A health worker, right, stands behind a gate at an athletic dorm facility being used to house Guatemalans deported from the U.S., as a man brings food to the deportees in Guatemala City, April 17, 2020.
A health worker, right, stands behind a gate at an athletic dorm facility being used to house Guatemalans deported from the U.S., as a man brings food to the deportees in Guatemala City, April 17, 2020.

No longer home

“When you come home as a returnee, they treat you as if you're a [expletive] - a degenerate,” he said. “It's something that happens to almost every migrant.”

Returnees like Castro have been stigmatized for years, said Martínez. Communities often assume that if someone returns to the country voluntarily it’s because they failed in the U.S. or if they were deported, because they are criminals.

The majority of migrants in ICE detention of as of March 2020 did not have a single criminal conviction. Ten percent had serious criminal convictions, according to Immigrations and Customs Enforcement data.

Community members wearing protective masks operate a checkpoint at the entrance to the village of Paqui amid the outbreak of the coronavirus disease (COVID-19), in Totonicapan, Guatemala, April 19, 2020.
Community members wearing protective masks operate a checkpoint at the entrance to the village of Paqui amid the outbreak of the coronavirus disease (COVID-19), in Totonicapan, Guatemala, April 19, 2020.

While Castro was able to slowly overcome those labels by using money he earned in the U.S. to create a weaving workshop providing economic opportunities to those who might otherwise migrate, some never escape them. Instead, they find themselves ostracized from the same communities from which they migrated to often lift up through remittances.

With the spread of coronavirus in Guatemala “they are being stigmatized as migrants, but also as carriers of the virus,” Martinez said.

“They return home and then the rejection begins,” she said. “Migrants try to return to the communities they're from, and people begin to close their doors on them. They don't want the migrants to come.”

Guatemalans deported from the U.S., wearing masks as a precaution against the spread of the new coronavirus, board a bus after arriving at La Aurora airport in Guatemala City, May 4, 2020.
Guatemalans deported from the U.S., wearing masks as a precaution against the spread of the new coronavirus, board a bus after arriving at La Aurora airport in Guatemala City, May 4, 2020.
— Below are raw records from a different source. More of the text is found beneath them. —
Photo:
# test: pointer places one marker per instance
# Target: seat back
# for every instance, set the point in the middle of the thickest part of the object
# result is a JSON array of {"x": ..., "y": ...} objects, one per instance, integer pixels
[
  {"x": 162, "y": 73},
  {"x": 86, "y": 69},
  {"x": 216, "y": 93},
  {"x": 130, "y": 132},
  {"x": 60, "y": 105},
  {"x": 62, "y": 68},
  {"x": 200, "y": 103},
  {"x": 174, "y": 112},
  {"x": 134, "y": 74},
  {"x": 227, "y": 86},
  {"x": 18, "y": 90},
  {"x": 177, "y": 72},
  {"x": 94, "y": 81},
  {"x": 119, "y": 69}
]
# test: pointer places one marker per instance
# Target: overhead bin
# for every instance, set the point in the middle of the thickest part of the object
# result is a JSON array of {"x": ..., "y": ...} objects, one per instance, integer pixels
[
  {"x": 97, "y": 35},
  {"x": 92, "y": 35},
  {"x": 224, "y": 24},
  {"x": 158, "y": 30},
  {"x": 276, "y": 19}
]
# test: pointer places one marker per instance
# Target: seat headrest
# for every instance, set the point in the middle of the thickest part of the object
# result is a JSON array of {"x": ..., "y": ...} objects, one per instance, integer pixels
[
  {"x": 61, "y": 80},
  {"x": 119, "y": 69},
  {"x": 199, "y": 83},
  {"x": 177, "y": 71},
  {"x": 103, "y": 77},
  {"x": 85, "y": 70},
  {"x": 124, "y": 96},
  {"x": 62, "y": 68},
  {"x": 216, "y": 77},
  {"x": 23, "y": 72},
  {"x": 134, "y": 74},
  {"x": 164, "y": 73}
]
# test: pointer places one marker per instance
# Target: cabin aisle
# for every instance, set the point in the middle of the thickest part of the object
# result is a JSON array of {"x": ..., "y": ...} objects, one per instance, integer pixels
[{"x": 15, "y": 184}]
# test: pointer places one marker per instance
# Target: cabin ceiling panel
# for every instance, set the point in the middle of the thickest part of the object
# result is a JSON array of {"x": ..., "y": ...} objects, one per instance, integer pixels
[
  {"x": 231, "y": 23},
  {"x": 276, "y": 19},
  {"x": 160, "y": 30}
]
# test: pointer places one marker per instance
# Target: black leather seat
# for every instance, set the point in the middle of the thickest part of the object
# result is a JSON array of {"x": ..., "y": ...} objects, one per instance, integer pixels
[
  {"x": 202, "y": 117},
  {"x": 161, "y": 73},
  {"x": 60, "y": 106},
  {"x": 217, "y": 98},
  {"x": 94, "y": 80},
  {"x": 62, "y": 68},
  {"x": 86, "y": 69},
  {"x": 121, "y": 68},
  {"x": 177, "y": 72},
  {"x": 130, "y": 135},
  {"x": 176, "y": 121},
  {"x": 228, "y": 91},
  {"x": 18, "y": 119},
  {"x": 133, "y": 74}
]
Martínez and other aid providers say the Guatemalan government has not done enough to aid deportees and returnees and has only added fuel to the fire.

Guatemalan President Alejandro Giammattei denounced the attacks, saying people should not see a returning migrant “as a criminal, but rather as a brother that has returned home.”

The Giammattei administration suspended such flights for two weeks as a reaction to the rising cases, allowing them to resume only when U.S. migration authorities had stepped up testing. Now, flights continue.

Migrants and their advocates worry that so, too, will the fear.